The biggest string of cyber attacks ever produced, discovered by McAfee

American computer security experts have discovered the largest number of cyber attacks to date, involving penetration of 72 organizations networks, including the UN, governments or companies worldwide, informs Reuters on Wednesday.

Security company McAfee, of Boston, which discovered the attacks, said that there is a “state actor” behind them, but declined to name it, although some experts in the field appreciate the evidence indicates the involvement of China.

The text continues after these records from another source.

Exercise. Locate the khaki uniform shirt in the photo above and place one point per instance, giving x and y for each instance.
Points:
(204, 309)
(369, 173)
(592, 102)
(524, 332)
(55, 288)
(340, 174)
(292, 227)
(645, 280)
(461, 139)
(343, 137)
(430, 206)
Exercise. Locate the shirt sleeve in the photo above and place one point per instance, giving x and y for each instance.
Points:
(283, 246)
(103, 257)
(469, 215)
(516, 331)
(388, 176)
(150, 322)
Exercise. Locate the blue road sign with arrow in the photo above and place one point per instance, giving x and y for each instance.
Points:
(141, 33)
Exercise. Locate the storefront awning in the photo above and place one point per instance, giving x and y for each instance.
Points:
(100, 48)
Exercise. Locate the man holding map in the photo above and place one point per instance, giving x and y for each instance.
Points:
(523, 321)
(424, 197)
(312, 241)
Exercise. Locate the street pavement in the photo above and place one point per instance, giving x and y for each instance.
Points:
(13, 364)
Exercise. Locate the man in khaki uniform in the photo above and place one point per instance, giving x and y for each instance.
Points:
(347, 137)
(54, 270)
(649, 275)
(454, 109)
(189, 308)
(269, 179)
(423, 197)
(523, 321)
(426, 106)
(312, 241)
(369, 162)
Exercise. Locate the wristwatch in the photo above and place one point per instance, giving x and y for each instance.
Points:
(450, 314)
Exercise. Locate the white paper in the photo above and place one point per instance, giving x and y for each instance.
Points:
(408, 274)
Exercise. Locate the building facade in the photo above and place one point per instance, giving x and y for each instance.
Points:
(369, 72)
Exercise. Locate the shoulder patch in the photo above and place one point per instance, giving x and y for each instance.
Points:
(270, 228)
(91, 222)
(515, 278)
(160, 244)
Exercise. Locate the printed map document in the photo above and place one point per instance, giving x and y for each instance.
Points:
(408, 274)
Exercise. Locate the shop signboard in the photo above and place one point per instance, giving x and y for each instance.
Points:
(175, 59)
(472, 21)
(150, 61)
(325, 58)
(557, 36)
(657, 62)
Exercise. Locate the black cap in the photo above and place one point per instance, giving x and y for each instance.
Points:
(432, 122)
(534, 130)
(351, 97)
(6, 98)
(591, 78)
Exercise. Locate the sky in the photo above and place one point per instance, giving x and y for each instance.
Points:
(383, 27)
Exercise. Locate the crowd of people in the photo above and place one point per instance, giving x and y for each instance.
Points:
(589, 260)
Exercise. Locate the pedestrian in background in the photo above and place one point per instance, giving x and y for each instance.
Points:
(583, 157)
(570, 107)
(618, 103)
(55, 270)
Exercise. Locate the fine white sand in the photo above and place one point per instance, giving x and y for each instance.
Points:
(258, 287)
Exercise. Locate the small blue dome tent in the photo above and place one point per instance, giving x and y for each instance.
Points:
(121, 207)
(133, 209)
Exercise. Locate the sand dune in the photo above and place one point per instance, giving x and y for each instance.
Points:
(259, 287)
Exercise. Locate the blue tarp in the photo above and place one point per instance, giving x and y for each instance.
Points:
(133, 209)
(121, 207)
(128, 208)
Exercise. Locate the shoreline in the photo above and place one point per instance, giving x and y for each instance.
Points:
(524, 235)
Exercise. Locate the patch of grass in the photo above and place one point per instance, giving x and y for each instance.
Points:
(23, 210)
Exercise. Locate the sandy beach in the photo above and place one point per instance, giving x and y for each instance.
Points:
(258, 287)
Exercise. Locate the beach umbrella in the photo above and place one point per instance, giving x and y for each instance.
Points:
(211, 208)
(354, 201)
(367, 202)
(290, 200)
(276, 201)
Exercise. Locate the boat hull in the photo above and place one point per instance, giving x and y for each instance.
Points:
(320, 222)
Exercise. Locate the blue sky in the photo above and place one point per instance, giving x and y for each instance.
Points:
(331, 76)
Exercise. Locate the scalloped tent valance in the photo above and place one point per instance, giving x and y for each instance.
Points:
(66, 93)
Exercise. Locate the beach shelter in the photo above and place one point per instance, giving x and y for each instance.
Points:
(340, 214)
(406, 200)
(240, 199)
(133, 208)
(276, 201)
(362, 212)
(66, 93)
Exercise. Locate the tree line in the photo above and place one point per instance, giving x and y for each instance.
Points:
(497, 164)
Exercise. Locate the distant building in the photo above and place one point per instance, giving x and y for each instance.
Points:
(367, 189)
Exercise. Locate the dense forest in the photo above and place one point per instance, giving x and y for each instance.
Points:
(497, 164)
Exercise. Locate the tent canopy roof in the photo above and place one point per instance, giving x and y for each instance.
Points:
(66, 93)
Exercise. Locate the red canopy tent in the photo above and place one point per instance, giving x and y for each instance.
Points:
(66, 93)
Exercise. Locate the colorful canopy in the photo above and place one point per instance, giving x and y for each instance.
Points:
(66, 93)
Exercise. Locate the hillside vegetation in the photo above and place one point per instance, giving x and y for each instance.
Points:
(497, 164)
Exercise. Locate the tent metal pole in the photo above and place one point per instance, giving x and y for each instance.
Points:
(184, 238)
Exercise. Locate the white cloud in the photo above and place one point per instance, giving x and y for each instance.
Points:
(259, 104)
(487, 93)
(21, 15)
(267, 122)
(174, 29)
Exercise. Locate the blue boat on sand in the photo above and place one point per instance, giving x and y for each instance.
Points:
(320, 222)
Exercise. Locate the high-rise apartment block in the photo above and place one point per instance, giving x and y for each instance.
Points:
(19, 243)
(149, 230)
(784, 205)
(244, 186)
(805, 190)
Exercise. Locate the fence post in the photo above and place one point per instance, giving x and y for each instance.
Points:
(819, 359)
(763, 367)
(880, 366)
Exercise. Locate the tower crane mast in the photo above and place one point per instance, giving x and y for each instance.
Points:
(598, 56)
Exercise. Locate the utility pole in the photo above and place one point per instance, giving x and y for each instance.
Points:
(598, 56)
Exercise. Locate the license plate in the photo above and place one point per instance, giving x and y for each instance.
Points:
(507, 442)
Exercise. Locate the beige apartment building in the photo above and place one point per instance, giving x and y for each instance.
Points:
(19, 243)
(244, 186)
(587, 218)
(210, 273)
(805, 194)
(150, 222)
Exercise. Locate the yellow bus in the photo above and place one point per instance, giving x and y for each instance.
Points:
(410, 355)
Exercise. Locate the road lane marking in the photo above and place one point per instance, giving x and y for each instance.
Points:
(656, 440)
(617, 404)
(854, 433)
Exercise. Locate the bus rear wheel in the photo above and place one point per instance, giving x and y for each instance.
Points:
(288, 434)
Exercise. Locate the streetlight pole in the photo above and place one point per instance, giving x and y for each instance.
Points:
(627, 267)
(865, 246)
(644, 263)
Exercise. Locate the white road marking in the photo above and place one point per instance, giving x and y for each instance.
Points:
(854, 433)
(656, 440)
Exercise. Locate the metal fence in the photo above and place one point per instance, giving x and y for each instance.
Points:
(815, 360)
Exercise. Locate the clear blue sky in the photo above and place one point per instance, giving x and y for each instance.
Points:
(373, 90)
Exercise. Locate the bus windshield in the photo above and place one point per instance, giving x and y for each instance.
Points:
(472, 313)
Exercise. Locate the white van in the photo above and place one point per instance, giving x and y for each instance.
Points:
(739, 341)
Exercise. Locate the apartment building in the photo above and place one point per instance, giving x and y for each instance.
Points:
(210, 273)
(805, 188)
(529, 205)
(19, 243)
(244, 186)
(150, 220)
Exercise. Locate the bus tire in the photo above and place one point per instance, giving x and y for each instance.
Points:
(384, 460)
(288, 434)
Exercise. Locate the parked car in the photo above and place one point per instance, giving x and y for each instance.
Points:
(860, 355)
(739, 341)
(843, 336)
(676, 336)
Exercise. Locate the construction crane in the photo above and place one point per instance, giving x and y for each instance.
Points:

Long list of victims of the five-year-campaign attacks includes the governments of U.S., Taiwan, South Korea, Vietnam and Canada, the Association of Southeast Asian States (ASEAN), the International Olympic Committee (IOC), World Anti-Drug Agency, and a number of companies, from defense contractors, to high-tech companies.

In the UN case, hackers broke into computer networks of the UN General Secretariat in Geneva in 2008, where they remained undetected for nearly two years, digging through a lot of intelligence, according to McAfee.

“Even we were surprised by the enormous diversity of victim organizations and boldness of the attackers”, said McAfee Vice President for threat assessment, Dmitri Alperovitch, in a report released Wednesday.

“What happens to all the data is still an open question. However, if even a fraction of this data is used for making better products or to defeat a competitor in a key negotiation, the economic loss is a massive threat”, he added.

McAfee discovered the magnitude of the cyber attacks in March this year when its researchers have discovered diaries of attacks after an analysis of the operations of a “command and control” server which was discovered in 2009 in an investigation of security breaches at defense companies.

Attacks were generically called “Operation Shady RAT” (Remote Access Tool – type of software used by hackers and security experts to access remotely a computer network) and found out that some of the earliest attacks date from the mid 2006, although business experts recognize that there might be some other undetected intrusions.

Some of the attacks lasted only a month, but the longest, which focused on CIO and an unidentified Asian nation – have continued for 28 months, according to McAfee.

“Companies and government agencies are raped and robbed every day. They lose the economic benefits and national intelligence in the face of unscrupulous competition”, said Alperovitch.

“This is the largest transfer of wealth in terms of intellectual property in history. The scale of this phenomenon is really scary” he said.

Dmitri Alperovitch revealed that McAfee announced all 72 victims of cyber attacks, currently investigated by government agencies worldwide.

Jim Lewis, an expert in the cyber attacks at the Center for Strategic and International Studies informed about the McAfee report findings, believes that China is behind the attacks, as some of the targets would have held information of special interest to Beijing.

For example, computer systems of IOC and other international Olympic committees were penetrated before the Olympic Games in Beijing in 2008. “Everything points towards China. Could be the Russians, but there are more clues about China than Russia”, says Jim Lewis. He added that U.S. and UK have the ability to perform such a series of cyber attacks, but “we do not spy on ourselves and the British we would not spy on us”.

McAfee did not want to comment on the consideration that the alleged “state actor” was China, Reuters notes.

The UN stated that it has knowledge of the report on cyber attacks and that it started an investigation. “We have analyzed our entire network in Geneva”, said deputy spokesman of the UN Secretary General, Farhan Haq, admitting, however, that damages are difficult to quantify if the target of attacks is not exactly known.

Security firm McAfee states that Operation “Shady RAT” is just the tip of the iceberg. “I am convinced that any company in any industry with a significant size and value of intellectual property has been subject to such attacks or will be soon, but most victims do not discover intrusions or their impact”, Alperovitch wrote in the report.